MOG antibody-related diseases (MOGAD) and AQP4 antibody-related diseases are immunologically distinct pathologies. Our aim was to compare the clinical and radiological features of MOG antibody-related diseases with AQP4 antibody-related diseases and seronegative demyelinating diseases.

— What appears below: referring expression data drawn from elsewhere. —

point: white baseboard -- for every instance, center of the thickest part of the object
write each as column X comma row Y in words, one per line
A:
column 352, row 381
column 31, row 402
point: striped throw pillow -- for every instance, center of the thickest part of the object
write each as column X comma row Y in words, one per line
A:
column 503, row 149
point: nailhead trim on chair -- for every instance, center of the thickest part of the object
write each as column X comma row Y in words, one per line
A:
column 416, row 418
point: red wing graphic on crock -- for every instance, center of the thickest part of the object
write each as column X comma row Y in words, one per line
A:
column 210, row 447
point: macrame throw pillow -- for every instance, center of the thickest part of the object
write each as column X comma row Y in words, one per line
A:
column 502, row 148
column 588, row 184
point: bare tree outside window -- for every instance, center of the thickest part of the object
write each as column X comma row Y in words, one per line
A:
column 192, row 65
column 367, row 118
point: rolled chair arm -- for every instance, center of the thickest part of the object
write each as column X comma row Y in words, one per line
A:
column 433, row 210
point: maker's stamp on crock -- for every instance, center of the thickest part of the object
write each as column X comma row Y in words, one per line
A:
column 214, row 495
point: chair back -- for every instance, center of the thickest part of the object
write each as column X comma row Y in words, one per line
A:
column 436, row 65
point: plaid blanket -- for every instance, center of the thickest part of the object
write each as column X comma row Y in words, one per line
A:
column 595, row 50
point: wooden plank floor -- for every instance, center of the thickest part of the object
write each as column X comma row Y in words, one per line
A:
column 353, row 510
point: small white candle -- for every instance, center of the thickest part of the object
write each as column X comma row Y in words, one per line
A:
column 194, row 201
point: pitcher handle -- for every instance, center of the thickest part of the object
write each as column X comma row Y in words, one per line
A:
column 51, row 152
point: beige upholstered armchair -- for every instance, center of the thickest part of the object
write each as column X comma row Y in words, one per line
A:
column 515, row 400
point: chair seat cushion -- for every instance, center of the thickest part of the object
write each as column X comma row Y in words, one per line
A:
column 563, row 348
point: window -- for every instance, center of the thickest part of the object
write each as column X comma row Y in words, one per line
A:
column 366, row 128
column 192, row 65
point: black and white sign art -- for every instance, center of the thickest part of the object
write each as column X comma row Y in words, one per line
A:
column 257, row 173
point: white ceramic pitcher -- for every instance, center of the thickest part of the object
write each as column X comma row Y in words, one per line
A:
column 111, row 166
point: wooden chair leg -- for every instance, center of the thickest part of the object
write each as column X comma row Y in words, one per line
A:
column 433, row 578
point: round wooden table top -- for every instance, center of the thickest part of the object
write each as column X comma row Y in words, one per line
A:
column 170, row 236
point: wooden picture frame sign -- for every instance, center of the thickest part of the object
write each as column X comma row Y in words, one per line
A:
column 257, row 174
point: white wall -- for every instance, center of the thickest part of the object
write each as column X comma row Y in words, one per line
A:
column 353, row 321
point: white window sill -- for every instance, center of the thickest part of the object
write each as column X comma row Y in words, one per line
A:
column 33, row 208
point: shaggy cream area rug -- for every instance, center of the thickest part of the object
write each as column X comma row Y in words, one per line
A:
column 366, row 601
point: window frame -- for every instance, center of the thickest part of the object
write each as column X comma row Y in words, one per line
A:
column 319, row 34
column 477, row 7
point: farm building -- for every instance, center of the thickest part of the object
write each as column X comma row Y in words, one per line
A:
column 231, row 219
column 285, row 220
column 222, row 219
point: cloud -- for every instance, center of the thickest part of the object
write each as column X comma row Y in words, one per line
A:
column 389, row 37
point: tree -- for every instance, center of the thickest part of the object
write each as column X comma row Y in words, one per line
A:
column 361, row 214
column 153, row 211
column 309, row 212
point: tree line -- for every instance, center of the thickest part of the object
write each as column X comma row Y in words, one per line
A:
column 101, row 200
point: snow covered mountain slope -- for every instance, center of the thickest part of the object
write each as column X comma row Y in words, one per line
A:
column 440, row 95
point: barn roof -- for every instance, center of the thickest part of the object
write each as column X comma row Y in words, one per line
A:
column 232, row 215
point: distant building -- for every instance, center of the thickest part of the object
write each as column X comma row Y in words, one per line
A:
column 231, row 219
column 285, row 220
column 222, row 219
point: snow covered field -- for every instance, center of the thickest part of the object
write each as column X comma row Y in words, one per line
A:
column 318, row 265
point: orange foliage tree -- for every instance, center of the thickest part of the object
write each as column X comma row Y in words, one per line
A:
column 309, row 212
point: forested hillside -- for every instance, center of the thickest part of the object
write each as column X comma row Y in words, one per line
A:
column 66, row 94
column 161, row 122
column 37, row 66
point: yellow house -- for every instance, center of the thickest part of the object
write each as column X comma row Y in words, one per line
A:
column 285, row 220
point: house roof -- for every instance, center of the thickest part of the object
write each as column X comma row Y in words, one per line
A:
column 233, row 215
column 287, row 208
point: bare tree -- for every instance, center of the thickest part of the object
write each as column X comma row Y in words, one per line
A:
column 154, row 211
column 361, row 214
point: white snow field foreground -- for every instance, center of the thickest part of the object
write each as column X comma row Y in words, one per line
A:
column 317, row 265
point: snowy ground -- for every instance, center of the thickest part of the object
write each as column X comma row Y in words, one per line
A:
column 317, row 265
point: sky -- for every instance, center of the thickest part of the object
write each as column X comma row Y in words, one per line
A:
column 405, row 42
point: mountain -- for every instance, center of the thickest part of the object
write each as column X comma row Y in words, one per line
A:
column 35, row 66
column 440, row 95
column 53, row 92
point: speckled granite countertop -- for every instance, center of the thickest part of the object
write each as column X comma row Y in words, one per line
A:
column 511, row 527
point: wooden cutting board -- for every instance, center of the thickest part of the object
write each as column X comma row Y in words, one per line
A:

There were a total of 103 patients – 41 patients of MOGAD, 37 patients of AQP4 antibody-related diseases and 25 seronegative demyelinating disease. Bilateral optic neuritis was the most frequent phenotype in patients with MOGAD (18/41) whereas myelitis was the most common phenotype in the AQP4 (30/37) and seronegative groups (13/25). Cortical, juxtacortical lesions, anterior segment optic neuritis, optic sheath enhancement, and conus involvement in myelitis were radiological findings that separated MOGAD from AQP4 related diseases. Nadir EDSS and visual acuity were similar across the groups. Last follow up EDSS was significantly better in the MOG antibody group as compared to AQP4 antibody group (1 (0-8) vs 3.5(0-8); p= 0.03). ADEM, myelitis, and seizures were more common in the younger population (< 18 vs > 18 years) in MOGAD ( 9 vs 2, p = 0.001 ;9 vs 7, p = 0.03; 6 vs 0, p = 0.001).

We identified several clinical and radiological features that can help physicians to distinguish MOGAD from AQP4 antibody related diseases. Differentiation is important as treatment response might vary among both groups.